Ultimate Cloning produces the highest-fidelity voice reproduction available in VoxCPM2. The key difference from Controllable Cloning is the addition of a transcript of the reference audio — this lets the model treat the reference clip as a preceding audio context rather than just a style guide. The result is a near-seamless continuation of the original speaker’s vocal identity.

When to use Ultimate Cloning

High-stakes production where the speaker’s exact vocal identity must be preserved (documentaries, narrative podcasts, author-voiced book summaries)
Any project where Controllable Cloning produces output that sounds “similar but not quite right”

Full workflow: How to use Ultimate Cloning

Step 1 — Prepare and upload your reference audio Same as Controllable Cloning — 10–50 seconds of clean audio. Longer reference clips with accurate transcripts produce the best similarity scores.

Step 2 — Transcribe the reference clip Click the auto-recognition button in the transcript field to generate a transcript automatically, or type it manually for highest accuracy. The transcript must be word-for-word — even small mismatches reduce output quality.

Example:
Reference audio contains: “Hi everyone, welcome to today’s episode. I’m really glad you’re here with us.”
Transcript field should read: Hi everyone, welcome to today's episode. I'm really glad you're here with us.

Step 3 — Enter the new target text Paste the new script you want the cloned voice to speak. This can be entirely different from the reference content.

Step 4 — Click Generate VoxCPM2 uses the reference audio + transcript together as a continuous audio context, then generates the new script as a natural continuation — preserving rhythm, breath patterns, and micro-expressions that Controllable Cloning alone cannot guarantee.

How to Use VoxCPM2 for Multilingual Content

One of VoxCPM2’s most practical features is automatic language detection across 30 languages. You don’t need to set a language flag, select a different model, or switch checkpoints — paste text in any supported language and VoxCPM2 handles the rest.
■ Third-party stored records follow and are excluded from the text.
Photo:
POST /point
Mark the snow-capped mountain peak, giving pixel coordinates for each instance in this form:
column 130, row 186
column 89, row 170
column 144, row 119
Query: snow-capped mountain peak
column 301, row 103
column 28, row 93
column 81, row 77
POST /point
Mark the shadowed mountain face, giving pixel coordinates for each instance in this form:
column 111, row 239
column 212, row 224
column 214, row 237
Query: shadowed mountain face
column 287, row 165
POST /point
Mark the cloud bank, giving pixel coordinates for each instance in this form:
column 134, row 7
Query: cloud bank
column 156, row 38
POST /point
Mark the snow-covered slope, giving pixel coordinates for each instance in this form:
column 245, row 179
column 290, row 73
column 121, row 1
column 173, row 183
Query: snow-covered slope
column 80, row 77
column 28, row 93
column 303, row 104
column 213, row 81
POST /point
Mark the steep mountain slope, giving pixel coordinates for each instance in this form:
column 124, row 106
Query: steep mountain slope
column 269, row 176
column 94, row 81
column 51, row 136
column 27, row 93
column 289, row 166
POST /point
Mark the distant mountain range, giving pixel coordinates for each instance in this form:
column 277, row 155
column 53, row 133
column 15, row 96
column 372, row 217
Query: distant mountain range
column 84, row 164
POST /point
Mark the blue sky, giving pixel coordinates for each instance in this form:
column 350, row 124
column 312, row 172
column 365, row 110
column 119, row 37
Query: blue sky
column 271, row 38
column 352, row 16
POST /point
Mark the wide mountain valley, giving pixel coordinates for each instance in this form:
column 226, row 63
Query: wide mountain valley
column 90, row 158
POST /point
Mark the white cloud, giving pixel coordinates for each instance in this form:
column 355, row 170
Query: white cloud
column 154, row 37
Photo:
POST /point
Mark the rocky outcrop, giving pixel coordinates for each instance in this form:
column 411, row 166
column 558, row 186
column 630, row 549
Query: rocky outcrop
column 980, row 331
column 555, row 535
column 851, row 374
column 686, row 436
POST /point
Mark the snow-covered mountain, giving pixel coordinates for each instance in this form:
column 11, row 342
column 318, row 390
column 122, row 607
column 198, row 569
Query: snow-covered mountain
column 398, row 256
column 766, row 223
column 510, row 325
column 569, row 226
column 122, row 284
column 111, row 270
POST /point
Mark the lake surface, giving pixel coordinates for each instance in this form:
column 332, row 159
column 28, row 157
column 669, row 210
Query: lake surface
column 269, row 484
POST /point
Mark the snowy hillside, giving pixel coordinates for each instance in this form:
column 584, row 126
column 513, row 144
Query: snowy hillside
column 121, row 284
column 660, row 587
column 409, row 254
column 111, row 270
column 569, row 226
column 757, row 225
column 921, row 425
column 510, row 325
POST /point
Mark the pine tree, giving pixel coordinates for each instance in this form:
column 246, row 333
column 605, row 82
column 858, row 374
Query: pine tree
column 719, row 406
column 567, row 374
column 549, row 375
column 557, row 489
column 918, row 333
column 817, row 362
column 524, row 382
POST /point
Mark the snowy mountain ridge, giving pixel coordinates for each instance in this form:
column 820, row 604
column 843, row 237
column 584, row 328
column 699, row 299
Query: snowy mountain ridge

Supported languages include: Arabic, Burmese, Chinese (Mandarin + 9 dialects including Cantonese 粤语, Shanghainese 吴语, Sichuanese 四川话), Danish, Dutch, English, Finnish, French, German, Greek, Hebrew, Hindi, Indonesian, Italian, Japanese, Khmer, Korean, Lao, Malay, Norwegian, Polish, Portuguese, Russian, Spanish, Swahili, Swedish, Filipino, Thai, Turkish, and Vietnamese.

Cross-lingual voice cloning workflow

A particularly powerful use case: clone a voice from a 10-second English clip, then generate speech in Japanese, Spanish, or French.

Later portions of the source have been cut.